Mark Carney, the Bank’s governor, used a speech in London on Friday to attack a situation of “anarchy” in the trading of cryptocurrencies, with the market having grown rapidly on unregulated exchanges. He said the time had come to “regulate elements of the crypto-asset ecosystem to combat illicit activities”.
His warning comes amid growing efforts around the world to bring bitcoin under the control of central banks and governments, amid fears of consumers losing money at the hands of market manipulation. There are also growing efforts to curb the risk of cryptocurrencies being used for money laundering, financing terrorism and drug dealing.
Bitcoin hit almost $20,000 (£14,500) in value in the run-up to Christmas, before crashing by more than half earlier this year, although it has since recovered to almost $11,000.
“Authorities are rightly concerned that given their inefficiency and anonymity, one of the main reasons for their use is to shield illicit activities. This cannot be condoned. Anarchy may reign on the dark web, but in the UK it’s just a song that your parents used to listen to,” Carney said, in a speech which will be seen as a major intervention by a top global regulator.
Threadneedle Street has been studying the risks posed to UK financial stability by bitcoin and other digital currencies, as well as the potential uses of the technology underlying them, for several years.
The Bank will present a report to the G20 in Argentina later this month, with Carney hinting at greater controls and also revealing that the central bank had tested ways to use cryptocurrency technologies at the core of the British payments system.

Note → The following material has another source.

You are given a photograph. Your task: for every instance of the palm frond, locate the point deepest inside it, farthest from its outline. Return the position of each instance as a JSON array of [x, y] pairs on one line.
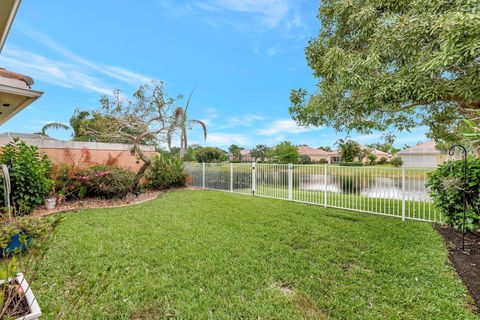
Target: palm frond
[[53, 125], [201, 124]]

Backers of bitcoin have said the underlying technology has potential to revolutionise the financial system and make everyday payments easier and cheaper. Carney said the central bank would continue to study the use of distributed ledger technology which underlies cryptocurrencies.
He said that, at present, bitcoin and other digital currencies “do not appear to pose material risks to financial stability” but that could change in future as more people begin to use them. “You worry about people that get caught up every time you have exploitative behaviour,” he said.
The governor’s comments follow repeated warnings from leading economists, finance industry bosses and other monetary authorities around the world. The European Union has warned it will regulate cryptocurrencies if its risks increase, while China has moved to shut down bitcoin exchanges and clamped down on initial coin offerings, where cryptocurrency tokens are sold to individuals.